But as quickly as the man had wakened, he now sagged, weeping to himself, head rocking back and forth as he moaned, "Nooooooooooo, nooooooooo."
Snape sat up and took one good look at his uninvited guest. He had seen this kind of reaction before, on the battlefield. He handled it now as he had then.
"Weasley!" he snapped, his tone officious and cutting. "Weasley, pay attention to me! I don't want to hand out detention, but I will. Weasley, do you hear me!"
The eyes opened and Snape caught his breath at the emptiness in them.
"Yes, it is I. Professor Snape. Your poor abused Potions instructor."
The eyes closed again but accompanied with a small scoffing sound. "P..poor." A slightly hysterical snicker. "Ab...abused." Then discouragedly, "Ah, shit, a...nother de...ten...tion."

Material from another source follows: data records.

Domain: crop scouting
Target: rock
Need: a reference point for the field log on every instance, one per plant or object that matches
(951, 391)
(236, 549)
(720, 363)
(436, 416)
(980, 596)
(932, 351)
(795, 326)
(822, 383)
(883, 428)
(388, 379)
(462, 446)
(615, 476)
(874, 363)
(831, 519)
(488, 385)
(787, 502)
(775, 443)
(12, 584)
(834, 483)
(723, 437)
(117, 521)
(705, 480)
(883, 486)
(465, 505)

"Yes, there will indeed be another detention if you don't look at me, Mr. Weasley."
Snape held his breath as the eyes slowly opened and this time they turned to his voice. He was somewhat relieved when some life gradually returned to them, followed by what was obviously disbelief.
"Good evening, Mr. Weasley. Do you remember me?"
There was a sigh and once more the eyes closed. "Y...yes, I re...mem...ber you. Pro...fessor Snape. What...are...you...doing here?"
"What am I doing here? I live here, Mr. Weasley. What are you doing here?"
There was a moment's pause then, with yet another sigh, the man said, "Ha...ving a night...mare."
Snape raised an eyebrow. "Yes," his voice dry, "I can see where you might think that."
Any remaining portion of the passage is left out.